Barriers (at the task invocation level) are a mechanism that requires careful usage. They don't simply enforce that a kernel invocation waits behind another kernel invocation (or copy), they prevent the successor from starting until the predecessor has completely finished. Sometimes they are necessary, because the first task writes to random parts of the target and the second cannot use that target as input if writes from the first task would get lost.
Any time you ask a GPU to "completely finish" you're going to waste a lot of shader/TEX/ROP/memory cycles. The invocation that's finishing will gradually go from using the whole GPU down to using none of the GPU as work runs out. The invocation that starts after the barrier will take time to fill the GPU with work, too.

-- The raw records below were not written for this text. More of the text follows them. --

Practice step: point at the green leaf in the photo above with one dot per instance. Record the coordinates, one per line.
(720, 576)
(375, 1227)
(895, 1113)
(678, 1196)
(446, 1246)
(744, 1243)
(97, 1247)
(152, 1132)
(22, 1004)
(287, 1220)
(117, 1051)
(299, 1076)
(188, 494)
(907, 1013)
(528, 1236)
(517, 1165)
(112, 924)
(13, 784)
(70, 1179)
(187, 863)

So, if you can, you should avoid an algorithm that requires task-level barriers.
Alternatively, you create multiple, parallel, queues each of which has its own sequence of tasks separated by barriers. But, now you need an algorithm which can be chopped up into such small pieces as to be spread over multiple queues.
If you can chop up an algorithm like this, then you can also stripe the tasks in a single queue: A1, B1, C1, A2, B2, C2.
The upshot is that it takes time to examine these implementation alternatives, multiplied by the types of GPU you might encounter. And there may be algorithms that obviate the need to wait for an invocation to completely finish, but they have to be found.
Hopefully low-level D3D12 coders will accept that they can write auto-tuning task managers rather than drudge through the full nightmare of catering for all the quirks. And PC gamers are used to frobnicating their graphics options to get the performance/IQ balance they want, so finding algorithms that are relatively stable in their performance profile across IQ and GPU capabilities is prolly more important.